If complexity cannot be eliminated, then the strategy shifts to containment. The predominant mechanism here is to separate the infrastructure into well-defined domains surrounded by hardened boundaries. Each place in the infrastructure has its own devices managed by its own teams responsible for its own workflows to drive its own set of policies.
Multi-cloud Challenging Prevailing Approaches
This containment strategy was an absolute necessity to scale infrastructure to the levels of today. But as the world moves to multi-cloud, the model must fundamentally change.
For the multi-cloud tenets to be true, the boundaries between groups of resources must come down. Users need to have uniform experience regardless of where they are accessing workloads, and regardless of which resources are being used to service the workloads. Security and policy must be uniformly enforced. That simply doesn’t happen if there are hard boundaries that prohibit visibility, policy, and operational control at the boundaries between different domains.
Infrastructure Without Borders
This design goal, however, brings with it a set of technical issues that must be addressed:
End-to-end security policies: Policy and control cannot be domain-specific. If security is to be consistent, it has to be administered over-the-top. This places policy management requirements on all places in the infrastructure, from data center to branch.
End-to-end visibility: Policy is only part of the equation. For policy to be administered, systems and operators must have end-to-end visibility within the infrastructure. This is especially true as workloads require more coordination of resources in a multicloud architecture, meaning systems must be designed with telemetry and data modeling in mind.

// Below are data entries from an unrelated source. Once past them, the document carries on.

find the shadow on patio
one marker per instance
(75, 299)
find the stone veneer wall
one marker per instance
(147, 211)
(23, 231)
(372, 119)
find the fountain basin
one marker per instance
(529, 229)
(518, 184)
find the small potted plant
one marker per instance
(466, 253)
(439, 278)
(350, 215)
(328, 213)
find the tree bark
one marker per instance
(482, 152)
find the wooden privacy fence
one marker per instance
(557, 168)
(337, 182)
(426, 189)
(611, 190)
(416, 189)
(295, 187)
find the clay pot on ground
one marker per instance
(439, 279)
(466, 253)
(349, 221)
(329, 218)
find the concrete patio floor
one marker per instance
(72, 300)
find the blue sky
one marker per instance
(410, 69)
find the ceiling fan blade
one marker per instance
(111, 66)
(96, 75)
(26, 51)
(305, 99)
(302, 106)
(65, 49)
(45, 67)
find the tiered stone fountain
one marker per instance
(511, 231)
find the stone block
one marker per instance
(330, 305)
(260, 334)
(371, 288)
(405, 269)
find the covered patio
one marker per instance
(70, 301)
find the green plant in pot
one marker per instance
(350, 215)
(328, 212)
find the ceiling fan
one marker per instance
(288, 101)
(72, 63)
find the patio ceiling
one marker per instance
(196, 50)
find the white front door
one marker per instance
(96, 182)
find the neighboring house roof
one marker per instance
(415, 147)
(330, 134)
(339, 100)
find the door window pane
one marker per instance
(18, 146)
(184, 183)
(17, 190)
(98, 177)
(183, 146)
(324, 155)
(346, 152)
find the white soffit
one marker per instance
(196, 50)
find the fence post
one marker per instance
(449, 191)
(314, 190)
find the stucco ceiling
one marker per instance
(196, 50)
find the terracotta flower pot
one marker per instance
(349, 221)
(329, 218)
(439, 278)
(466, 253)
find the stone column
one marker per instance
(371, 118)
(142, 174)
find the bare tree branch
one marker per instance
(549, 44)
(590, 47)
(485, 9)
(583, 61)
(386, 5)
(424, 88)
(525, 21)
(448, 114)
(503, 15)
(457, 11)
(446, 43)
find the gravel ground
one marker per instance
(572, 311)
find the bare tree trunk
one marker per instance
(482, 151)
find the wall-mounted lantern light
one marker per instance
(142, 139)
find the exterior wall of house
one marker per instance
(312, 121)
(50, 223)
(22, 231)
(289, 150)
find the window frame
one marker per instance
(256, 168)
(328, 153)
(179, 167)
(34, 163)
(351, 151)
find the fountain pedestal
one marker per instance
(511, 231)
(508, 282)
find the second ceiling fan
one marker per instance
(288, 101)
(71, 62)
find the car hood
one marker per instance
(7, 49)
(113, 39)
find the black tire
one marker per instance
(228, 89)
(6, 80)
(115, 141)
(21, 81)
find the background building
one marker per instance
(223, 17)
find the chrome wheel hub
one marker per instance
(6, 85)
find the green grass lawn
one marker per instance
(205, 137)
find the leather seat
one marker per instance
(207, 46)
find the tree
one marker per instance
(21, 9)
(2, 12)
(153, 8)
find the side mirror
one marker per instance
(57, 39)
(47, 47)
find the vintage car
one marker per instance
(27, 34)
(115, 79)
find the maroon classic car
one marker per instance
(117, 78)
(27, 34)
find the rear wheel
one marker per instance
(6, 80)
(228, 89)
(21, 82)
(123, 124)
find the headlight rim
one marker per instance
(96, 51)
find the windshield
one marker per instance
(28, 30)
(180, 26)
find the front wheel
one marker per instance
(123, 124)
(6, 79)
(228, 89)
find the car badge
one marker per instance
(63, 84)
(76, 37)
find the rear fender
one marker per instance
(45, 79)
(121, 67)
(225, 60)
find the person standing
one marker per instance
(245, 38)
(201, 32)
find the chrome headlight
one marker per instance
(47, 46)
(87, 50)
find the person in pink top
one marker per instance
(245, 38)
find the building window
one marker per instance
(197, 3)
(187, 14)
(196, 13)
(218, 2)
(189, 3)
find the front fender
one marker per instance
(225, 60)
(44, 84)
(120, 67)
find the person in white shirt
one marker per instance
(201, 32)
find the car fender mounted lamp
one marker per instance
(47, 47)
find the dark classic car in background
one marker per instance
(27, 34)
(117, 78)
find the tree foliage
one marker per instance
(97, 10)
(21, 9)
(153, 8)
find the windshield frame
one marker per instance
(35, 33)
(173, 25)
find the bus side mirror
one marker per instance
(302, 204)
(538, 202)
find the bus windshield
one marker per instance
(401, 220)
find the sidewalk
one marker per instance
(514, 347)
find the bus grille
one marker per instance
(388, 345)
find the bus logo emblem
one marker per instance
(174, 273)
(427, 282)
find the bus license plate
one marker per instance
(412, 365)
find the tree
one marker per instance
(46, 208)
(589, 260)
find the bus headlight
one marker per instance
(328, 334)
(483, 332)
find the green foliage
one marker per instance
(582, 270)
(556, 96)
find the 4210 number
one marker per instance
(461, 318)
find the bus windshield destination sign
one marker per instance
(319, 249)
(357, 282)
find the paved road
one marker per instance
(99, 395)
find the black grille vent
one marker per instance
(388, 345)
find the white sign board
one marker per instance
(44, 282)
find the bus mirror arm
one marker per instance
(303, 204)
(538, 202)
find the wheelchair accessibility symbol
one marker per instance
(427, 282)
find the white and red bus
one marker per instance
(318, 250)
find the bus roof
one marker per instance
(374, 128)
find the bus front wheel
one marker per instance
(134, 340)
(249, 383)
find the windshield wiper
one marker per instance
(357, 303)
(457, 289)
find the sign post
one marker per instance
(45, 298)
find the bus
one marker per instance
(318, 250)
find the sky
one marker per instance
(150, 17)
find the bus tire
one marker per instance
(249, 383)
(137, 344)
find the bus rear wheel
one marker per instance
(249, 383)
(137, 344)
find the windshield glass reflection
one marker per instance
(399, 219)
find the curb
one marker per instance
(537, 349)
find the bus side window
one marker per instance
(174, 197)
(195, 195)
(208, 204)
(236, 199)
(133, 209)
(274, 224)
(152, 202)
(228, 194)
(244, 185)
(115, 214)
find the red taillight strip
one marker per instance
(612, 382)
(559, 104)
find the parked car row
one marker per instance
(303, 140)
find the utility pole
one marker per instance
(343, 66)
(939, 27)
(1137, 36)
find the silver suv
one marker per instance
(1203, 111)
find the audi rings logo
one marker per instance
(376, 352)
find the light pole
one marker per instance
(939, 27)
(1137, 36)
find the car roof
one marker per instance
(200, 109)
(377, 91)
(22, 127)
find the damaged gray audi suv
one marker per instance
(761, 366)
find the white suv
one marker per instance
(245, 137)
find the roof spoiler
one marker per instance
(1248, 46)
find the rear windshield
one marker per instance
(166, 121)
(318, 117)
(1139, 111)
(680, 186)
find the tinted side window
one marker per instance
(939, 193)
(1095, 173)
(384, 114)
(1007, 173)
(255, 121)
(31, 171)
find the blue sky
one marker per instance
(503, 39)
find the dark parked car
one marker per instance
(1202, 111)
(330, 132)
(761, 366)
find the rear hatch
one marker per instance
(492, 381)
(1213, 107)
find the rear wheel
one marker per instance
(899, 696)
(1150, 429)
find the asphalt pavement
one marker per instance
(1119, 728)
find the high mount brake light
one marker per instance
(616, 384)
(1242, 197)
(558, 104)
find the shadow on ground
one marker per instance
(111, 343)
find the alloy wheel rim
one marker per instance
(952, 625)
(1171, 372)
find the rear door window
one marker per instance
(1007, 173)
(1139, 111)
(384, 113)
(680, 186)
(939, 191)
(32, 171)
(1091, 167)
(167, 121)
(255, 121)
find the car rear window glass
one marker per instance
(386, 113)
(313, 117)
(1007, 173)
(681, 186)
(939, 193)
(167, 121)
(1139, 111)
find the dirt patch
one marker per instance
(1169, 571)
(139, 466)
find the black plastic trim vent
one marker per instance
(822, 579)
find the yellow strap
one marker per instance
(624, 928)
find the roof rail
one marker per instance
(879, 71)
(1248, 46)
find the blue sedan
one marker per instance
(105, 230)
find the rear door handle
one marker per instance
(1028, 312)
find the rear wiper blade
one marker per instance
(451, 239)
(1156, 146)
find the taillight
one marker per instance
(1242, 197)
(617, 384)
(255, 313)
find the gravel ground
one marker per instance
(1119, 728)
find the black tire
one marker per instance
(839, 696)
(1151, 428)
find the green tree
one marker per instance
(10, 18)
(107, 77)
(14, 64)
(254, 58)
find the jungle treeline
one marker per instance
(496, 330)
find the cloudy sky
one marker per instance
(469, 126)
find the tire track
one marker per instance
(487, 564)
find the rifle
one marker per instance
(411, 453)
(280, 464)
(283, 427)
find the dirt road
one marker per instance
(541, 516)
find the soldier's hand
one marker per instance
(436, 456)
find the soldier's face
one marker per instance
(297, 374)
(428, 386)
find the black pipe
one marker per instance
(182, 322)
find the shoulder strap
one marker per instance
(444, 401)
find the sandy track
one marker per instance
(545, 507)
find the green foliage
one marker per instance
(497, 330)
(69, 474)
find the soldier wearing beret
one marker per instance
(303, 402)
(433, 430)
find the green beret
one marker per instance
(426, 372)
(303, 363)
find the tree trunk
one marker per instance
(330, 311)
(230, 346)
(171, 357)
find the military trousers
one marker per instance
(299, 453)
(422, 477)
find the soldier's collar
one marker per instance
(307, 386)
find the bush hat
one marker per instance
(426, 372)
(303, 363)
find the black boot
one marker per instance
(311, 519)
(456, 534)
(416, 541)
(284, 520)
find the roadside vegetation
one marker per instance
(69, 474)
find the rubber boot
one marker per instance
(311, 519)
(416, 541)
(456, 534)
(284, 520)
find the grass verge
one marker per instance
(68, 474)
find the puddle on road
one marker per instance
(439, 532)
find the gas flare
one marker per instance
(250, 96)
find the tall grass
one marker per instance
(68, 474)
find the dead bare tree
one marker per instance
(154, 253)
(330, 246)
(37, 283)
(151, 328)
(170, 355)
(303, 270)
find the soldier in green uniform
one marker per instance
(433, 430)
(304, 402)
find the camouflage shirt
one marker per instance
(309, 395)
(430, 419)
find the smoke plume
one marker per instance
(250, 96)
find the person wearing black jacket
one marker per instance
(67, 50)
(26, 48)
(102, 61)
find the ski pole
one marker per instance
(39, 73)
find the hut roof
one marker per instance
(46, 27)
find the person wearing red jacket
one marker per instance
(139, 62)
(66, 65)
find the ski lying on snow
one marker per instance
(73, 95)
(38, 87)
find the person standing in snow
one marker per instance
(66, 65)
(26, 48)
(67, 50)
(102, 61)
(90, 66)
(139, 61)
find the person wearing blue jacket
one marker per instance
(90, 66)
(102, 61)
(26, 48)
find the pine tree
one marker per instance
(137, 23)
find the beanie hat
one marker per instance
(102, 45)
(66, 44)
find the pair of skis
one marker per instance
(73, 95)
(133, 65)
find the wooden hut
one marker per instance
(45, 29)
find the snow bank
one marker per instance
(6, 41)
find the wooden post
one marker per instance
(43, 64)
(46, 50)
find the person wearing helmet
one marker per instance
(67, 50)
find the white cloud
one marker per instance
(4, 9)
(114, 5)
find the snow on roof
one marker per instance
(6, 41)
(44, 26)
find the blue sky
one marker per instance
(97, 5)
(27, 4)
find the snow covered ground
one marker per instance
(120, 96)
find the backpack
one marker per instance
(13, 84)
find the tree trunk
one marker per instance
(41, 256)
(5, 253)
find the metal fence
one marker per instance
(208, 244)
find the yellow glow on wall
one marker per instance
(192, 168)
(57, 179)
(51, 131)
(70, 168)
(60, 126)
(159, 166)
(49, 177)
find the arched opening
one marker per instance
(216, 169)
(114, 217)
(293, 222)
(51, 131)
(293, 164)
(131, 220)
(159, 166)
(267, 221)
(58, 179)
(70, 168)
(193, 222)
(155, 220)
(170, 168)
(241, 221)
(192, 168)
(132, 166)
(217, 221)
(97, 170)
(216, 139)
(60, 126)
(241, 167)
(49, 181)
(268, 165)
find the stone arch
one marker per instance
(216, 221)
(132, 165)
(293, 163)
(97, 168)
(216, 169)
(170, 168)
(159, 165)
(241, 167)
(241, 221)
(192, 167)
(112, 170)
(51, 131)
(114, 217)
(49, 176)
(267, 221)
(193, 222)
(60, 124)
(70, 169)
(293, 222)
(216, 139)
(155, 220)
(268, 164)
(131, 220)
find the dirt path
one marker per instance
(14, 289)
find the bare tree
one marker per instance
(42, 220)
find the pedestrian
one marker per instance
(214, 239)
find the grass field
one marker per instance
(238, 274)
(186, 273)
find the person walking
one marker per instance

End-to-end operational control: Ultimately, the workflows that administer these environments must extend beyond domain boundaries. If management becomes manual, the entire system breaks down, which makes automated control a must-have for multicloud environments. Accordingly, enterprises must decide on a control model, which will drive API requirements and data distribution mechanisms. For policy-related operations, there must be a software layer that translates application or user-side intent into device behavior, accounting for dynamic orchestration that is typical of cloud ecosystems.
Keeping Complexity in Check
If the premise of siloed design was to contain complexity, bringing everything back together is going to remove the safeguard that has made IT manageable until now. How do enterprises cope when they lose their best defense against a crippling foe?
As more companies migrate to multicloud, a new class of tools are emerging, with many of them meant to combat complexity. Whether it’s multi-domain orchestration or end-to-end visibility, these tools are quickly becoming the foundation for a new kind of architecture expressly built with multicloud in mind. The key will be seamlessly integrating these tools across the whole of the enterprise (data center, campus, branch, and public cloud), and also across the entire technology stack (from application layers down to transport).
More Than Just Technology
The biggest change in all of this, however, will prove to be cultural. There is a degree of muscle memory in how infrastructure is managed, and breaking design habits and operational practices is going to be difficult.
Large, black-out-the-sun type projects will be doomed to failure, not because of the products but because of the design philosophy. The best enterprises can do is to think holistically and think about where they want to be and take deliberate actions when expanding teams or purchasing technology that allow them to reach future objectives. Make sure that every decision helps unify the infrastructure in a bid to make it multi-cloud ready.